Implications Of How A VC Is Funded: Government
In my post, How A VC Is Funded, I listed four way in which VCs obtain capital to invest in startups. Each of these four sources of capital has slightly different implications for entrepreneurs. In this post, I will discuss the implications of a government funded VC.
Both the federal and local governments have created venture funds that seek to harness the free markets to achieve a social objective. The federal government has one fund that seeks to identify and incorporate new technologies into the military. Many state and city governments use these entities to stimulate local economies.
Capital Constraints
Similar to both the family office and public funded funds these funds recycle capital from one investment to the next.

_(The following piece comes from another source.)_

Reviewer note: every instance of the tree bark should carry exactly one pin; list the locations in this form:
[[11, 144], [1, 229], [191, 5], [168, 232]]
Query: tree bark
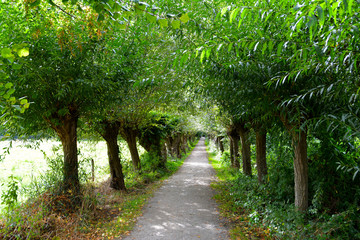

As a result, capital constraints can be an issue if they don’t have robust capital reserves are timely exits from other portfolio companies.
Furthermore, these funds are subject to the whims of legislators. It’s possible that your capital reserves could be re-appropriated to another state agency with a change of administration or policy.
Double Bottom Line
As aforementioned, these funds typically invest both to increase the size of their capital pool and achieve a social objective (e.g., supporting new technologies, creating tax revenue or decreasing unemployment). As a result, you should be thoughtful about the motivations of these VCs. A pre-requisite for their investment may require moving the company to a new location or taking the time to license the product to the government.